(Mis)Uses of Technology

(Mis)Uses of Technology

by Mike Masnick




Touchscreen Problems In New Mexico: Touch One Candidate, Vote For The Other

from the whooooops dept

Just as a judge has decided that there couldn't possibly be any technical glitches on e-voting machines, reports are coming out of New Mexico that voters using e-voting machines tried to vote for one candidate and saw checkmark appear next to the other candidate. The whole thing sounds a bit suspicious. Voting officials blame (of course) "user error," suggesting they accidentally touched the screen in the wrong place. Ed Felten believes the machines are miscalibrated. Either one of these is quite scary. Even if the election officials are right, the fact that multiple people reported this problem suggests there's a real problem with these machines. If it is a calibration problem, that's even worse. The entire point of these machines is to let you vote accurately. The fact that they're making it into the voting booth miscalibrated to make clicking for one candidate really a vote for another suggests something is very, very wrong with the procedure required to set up and certify that these machines will safely and accurately record your vote.

8 Comments | Leave a Comment..

 
 

Reader Comments

(Flattened / Threaded)

    Oct 26th, 2004 @ 10:38am
  • Miscalibrated fingers?

    by Rob Henderson

    I manage a polling place that uses touch screen units. I have personal experience with the "I touched one voter and the other was selected issue". The main culprit? Long fingernails. Women with long nails (not meaning to be sexist here, I've just not experienced problems with long-nailed men) who are unused to touch screen units seem to want to touch the screen with the pad of their finger. Frequently, the tip of the fingernail touches first, on the candidate above the one they are targeting. A simple explanation, and the 'problem' goes away.

    (reply to this comment) (link to this comment)

    • Oct 26th, 2004 @ 10:40am
    • Re: Miscalibrated fingers?

      You don't think that's still a problem? If that happens frequently, then the designers should have designed the system to avoid that. I'd believe the explanation you're saying, but it's still problematic that it happens. Instead of blaming the person (or their fingernails) why not design a system knowing that this is an issue?

      (reply to this comment) (link to this comment)
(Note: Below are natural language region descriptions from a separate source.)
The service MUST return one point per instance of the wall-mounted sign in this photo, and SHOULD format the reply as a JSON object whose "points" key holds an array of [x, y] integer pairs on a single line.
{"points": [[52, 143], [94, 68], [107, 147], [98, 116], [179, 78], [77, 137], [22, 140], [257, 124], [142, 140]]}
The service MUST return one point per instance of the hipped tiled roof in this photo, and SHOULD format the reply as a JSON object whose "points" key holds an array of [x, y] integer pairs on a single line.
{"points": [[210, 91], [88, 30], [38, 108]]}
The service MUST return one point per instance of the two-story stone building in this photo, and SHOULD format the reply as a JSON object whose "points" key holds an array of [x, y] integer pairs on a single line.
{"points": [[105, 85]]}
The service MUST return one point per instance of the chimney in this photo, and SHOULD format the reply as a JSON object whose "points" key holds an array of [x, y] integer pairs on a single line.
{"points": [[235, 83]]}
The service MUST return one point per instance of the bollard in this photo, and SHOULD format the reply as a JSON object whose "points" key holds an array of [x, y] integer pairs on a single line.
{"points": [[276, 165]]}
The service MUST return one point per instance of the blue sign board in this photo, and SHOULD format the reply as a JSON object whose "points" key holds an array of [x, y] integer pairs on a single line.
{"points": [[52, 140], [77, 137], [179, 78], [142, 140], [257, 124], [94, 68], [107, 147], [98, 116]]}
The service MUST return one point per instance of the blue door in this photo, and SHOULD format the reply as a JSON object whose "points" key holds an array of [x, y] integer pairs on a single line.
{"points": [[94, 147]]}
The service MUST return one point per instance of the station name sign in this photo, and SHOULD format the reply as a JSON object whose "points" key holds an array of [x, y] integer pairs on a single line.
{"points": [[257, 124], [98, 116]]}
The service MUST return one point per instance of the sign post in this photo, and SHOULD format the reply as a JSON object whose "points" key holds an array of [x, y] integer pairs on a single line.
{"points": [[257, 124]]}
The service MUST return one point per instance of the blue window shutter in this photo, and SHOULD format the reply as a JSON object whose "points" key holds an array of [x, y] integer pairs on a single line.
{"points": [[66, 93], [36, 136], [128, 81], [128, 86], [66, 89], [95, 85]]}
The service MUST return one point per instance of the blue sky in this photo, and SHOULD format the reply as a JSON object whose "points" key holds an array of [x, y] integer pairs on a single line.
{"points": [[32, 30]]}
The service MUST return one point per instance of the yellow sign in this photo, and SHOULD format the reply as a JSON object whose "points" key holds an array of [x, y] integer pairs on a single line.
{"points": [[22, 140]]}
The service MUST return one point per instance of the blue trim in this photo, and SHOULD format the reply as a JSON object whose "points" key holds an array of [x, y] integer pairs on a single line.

    • Oct 26th, 2004 @ 10:56am
    • Re: Miscalibrated fingers?

      by StuckWithADish

      The obvious solution here would be to "stagger" the checkboxes so that one is never directly above another one.
      I would be very interested to know how evenly distributed the errors are, i.e. what % of voters "accidentally" choose a Republican versus a Democrat. My cynical nature suspects it is something like 95% Republican.
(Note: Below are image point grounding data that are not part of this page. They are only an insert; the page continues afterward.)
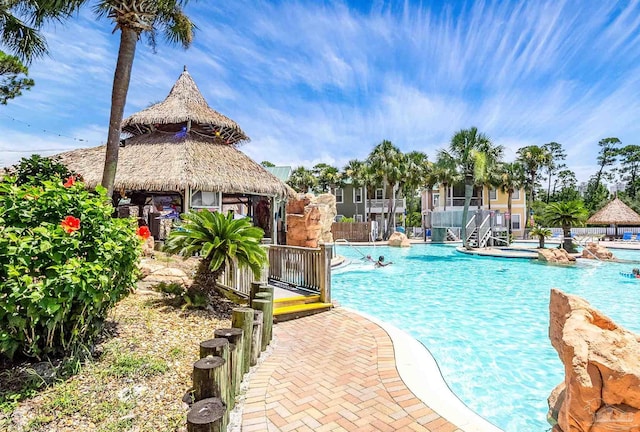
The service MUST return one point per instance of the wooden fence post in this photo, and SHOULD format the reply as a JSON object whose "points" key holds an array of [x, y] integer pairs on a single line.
{"points": [[267, 326], [207, 415], [234, 336], [325, 274], [209, 378], [263, 306], [242, 318], [219, 347], [256, 337]]}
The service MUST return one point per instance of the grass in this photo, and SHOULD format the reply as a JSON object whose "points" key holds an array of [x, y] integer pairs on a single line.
{"points": [[136, 382]]}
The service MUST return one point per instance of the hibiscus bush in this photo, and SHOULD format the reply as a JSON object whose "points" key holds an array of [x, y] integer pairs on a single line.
{"points": [[64, 262]]}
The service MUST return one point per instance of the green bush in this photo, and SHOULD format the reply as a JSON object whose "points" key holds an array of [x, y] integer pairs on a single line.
{"points": [[64, 262]]}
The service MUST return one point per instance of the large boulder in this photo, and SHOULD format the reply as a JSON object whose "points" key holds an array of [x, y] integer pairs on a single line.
{"points": [[555, 256], [398, 239], [601, 388], [309, 220], [595, 251]]}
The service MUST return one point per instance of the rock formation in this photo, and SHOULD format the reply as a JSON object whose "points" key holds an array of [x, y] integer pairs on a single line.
{"points": [[555, 256], [398, 239], [601, 388], [309, 219], [595, 251]]}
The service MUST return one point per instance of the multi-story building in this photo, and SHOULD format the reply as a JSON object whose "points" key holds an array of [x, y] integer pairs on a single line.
{"points": [[354, 202], [443, 208]]}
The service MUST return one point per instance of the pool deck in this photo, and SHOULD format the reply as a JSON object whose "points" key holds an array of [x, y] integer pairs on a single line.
{"points": [[339, 371]]}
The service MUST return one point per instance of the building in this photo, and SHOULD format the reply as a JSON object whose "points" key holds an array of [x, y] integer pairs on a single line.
{"points": [[354, 202], [443, 208]]}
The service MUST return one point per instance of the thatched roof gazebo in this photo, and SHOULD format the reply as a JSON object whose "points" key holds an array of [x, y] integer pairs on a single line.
{"points": [[615, 213], [181, 146]]}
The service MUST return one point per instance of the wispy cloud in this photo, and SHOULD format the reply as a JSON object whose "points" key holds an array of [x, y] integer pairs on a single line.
{"points": [[325, 81]]}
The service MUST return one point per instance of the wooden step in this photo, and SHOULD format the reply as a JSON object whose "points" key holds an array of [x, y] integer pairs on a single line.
{"points": [[298, 311], [297, 300]]}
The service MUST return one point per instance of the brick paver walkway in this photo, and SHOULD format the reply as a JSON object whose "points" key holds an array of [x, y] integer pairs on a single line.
{"points": [[334, 371]]}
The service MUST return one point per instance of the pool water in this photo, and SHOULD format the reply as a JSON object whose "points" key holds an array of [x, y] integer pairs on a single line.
{"points": [[485, 320]]}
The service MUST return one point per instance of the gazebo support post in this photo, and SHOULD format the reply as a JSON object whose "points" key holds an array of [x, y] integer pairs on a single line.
{"points": [[274, 222]]}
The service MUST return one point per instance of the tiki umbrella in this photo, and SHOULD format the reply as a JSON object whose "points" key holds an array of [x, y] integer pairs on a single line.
{"points": [[615, 213]]}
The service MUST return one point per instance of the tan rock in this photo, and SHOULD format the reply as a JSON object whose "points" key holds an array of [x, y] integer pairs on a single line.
{"points": [[602, 371], [311, 225], [398, 239], [555, 256], [595, 251]]}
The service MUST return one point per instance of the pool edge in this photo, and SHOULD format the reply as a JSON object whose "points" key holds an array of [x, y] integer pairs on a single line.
{"points": [[419, 371]]}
      (reply to this comment) (link to this comment)

      • Oct 26th, 2004 @ 11:39am
      • Re: Miscalibrated fingers?

        by Beck

        They could fix this by providing a stylus to select the choices. It would work like the touch-screen debit card reader at Wal-Mart - you can use the stylus to input your debit card PIN, or you can just press the buttons with your fingers.

        (reply to this comment) (link to this comment)

        • Oct 26th, 2004 @ 12:51pm
        • Re: Miscalibrated fingers?

          by dorpus

          Yeah, but then illiterate Mexicans will hold the stylus with their fist and punch a hole through the screen.

          (reply to this comment) (link to this comment)

      Oct 26th, 2004 @ 3:53pm
    • Re: Miscalibrated fingers?

      by Silverjets

      Ummm....why not just have a confirmation box pop-up that says, "You have selected candidate X. OK CANCEL" How hard would that be?

      (reply to this comment) (link to this comment)

      • Oct 27th, 2004 @ 9:51am
      • Re: Miscalibrated fingers?

        by Rob Henderson

        When you select one choice, it gets a black X on an orange field next to it. If thet is not what you want, touch it again to deselect, and touch another choice. At the end of the ballot, after you have voted or bypassed every question, there is a summary screen that shows you all the races and your selections. The questions in which you did not make a selection are highlighted. Touching any question takes you back to that point in the ballot to allow you to alter your choice. Only once you have seen all the questions and the summary screen can you press the final "cast ballot" button.

        (reply to this comment) (link to this comment)

    Oct 26th, 2004 @ 2:58pm
  • Problem? What problem?

    by Anonymous Hero

    Maybe this is the way they want them to work.